After several years of debates over land claims, slavery, and suffrage, on June 4, 1812, three days after declaring war on England, James Madison signed legislation elevating the Territory of Louisiana to “second-class” government status, which implied eventual statehood. Two months earlier, the Territory of Orleans had been made a state and usurped the name Louisiana , so a new name was needed for the old Louisiana Territory. Missouri , now a popular and dominant name in the region, was rather unceremoniously inserted into the legislation.
However, once the name was adopted as the appellation for the largest territory in the country, a pronunciation debate was touched off. One Missouri historian writes
“The new territorial law also authorized a name change: the Territory of Louisiana became the Territory of Missouri.

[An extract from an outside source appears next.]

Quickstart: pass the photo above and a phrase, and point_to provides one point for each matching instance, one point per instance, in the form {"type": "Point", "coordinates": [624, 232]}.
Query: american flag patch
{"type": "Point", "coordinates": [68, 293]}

Henceforth, Missouri was to bear the name of the great river that had done so much to shape its history. All that remained was for the people of the territory and later the state to decide how to pronounce it. Was it ‘Missouruh’ or ‘Missouree’?”3
To the uninvolved, the argument seems a petty one, but the subject of the pronunciation of Missouri has sparked as much, if not more, research as the subject of the derivation of the word itself, and it’s a debate that continues to this day.
In 2002 Matt Blunt, then Secretary of State for Missouri, sponsored an informal poll at the state fair, asking residents which pronunciation they preferred. While the results indicated that “Missouree” was more popular than “Missourah,” the more interesting outcome was the passions which were inflamed by the age-old controversy. The poll sparked letters to editors and the calling of names which were in no way derived from that of the state! Heated tempers aside, however, it appears that Missourians actually love their little debate and do not wish for a resolution—not that there’s any danger of one.
1. Vogel, Virgil J., “The Origin and Meaning of ‘Missouri,’” Bulletin of the Missouri Historical Society , April 1960, Vol. XVI, No. 3.
2. Vogel, p. 214.
3. Foley, William E., The Genesis of Missouri: From Wilderness Outpost to Statehood (Columbia, 1989), p. 223.